Your English is fine.

 

Ask your host where your web access logs are stored. This varies from host to host. You will want to find the log from the day of the access. It is a series of lines, one per access. Search it for the IP address and you should find one or more lines showing a GET access from that IP. When you find one, post a sample line here.

 

Here's one from one of my sites, as an example:

 

66.249.70.76 - - [12/Apr/2008:00:05:53 -0400] "GET /pg-070708.php HTTP/1.1" 200 22812 "Mozilla/5.0 (compatible; Googlebot/2.1; +http://www.google.com/bot.html)"

 

Yours may look somewhat different, but it should be recognizable.

 

The various stats and "who's online" additions don't give you this information. Also, I have found that the "who's online enhancements", etc., are often mistaken about bots having sessions. The line from the access log should have a clue about this too.

Share this post


Link to post
Share on other sites

ok, heres the line

64.124.148.65 - - [04/May/2008:00:16:31 +0200] "GET /tower-crane-p-58.html HTTP/1.1" 200 27735 "-" "Mozilla/5.0 (compatible; FatBot 2.0; http://www.thefind.com/crawler)"

 

so youre right, its fatbot and it should be ok with "tbot", but i dont know why its not working... also these last 2 days, yahoo bot have been crawling my site and it seems is also creating sessions (or at least thats what Who's Online (and also Visitor Web Stats) says...
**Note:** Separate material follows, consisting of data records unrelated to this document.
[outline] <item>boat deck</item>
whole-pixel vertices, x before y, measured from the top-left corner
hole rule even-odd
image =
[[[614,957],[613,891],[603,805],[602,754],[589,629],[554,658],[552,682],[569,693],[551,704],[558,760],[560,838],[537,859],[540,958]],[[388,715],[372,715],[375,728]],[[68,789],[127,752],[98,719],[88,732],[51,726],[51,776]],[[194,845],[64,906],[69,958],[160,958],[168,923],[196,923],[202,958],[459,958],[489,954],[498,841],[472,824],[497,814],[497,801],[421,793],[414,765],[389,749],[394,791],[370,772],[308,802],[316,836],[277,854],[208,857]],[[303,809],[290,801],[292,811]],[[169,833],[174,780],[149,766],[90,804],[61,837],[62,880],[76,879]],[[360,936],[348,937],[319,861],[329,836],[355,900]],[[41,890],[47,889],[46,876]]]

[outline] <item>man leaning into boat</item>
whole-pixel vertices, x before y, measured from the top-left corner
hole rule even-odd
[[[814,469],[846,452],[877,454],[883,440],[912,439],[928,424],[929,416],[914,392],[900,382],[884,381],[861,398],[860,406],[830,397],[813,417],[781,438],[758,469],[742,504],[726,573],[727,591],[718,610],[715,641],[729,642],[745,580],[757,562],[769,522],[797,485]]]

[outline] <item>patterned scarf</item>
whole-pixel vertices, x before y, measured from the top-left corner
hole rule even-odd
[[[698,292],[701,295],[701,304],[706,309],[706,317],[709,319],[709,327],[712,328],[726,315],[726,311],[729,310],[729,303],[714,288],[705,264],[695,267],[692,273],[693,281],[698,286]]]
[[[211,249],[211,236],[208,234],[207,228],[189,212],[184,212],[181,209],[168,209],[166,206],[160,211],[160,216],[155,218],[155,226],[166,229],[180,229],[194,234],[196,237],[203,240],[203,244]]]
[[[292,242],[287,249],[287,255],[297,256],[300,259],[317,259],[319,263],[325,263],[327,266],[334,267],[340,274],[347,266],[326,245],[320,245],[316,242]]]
googlebot, on the other hand, is not creating sessions...

any ideas?

 

 

by the way, just to be sure... spiders.txt has to be located in /includes, right?

Share this post


Link to post
Share on other sites

It is not getting a session. If it were, you'd see the session ID in the URL. (VERY few if any crawlers accept cookies.) Not only would "tbot" catch this but so would the string "crawl". Yes, spiders.txt goes in /includes and you must enable "Prevent Spider Sessions" in admin.

 

If you'll post or PM me the URL of your store, I'll test it to make sure it's working. But otherwise, I'd say that everything is working the way it should.

Share this post


Link to post
Share on other sites
ScanAlert will already be detected as its UA includes the string "/bot".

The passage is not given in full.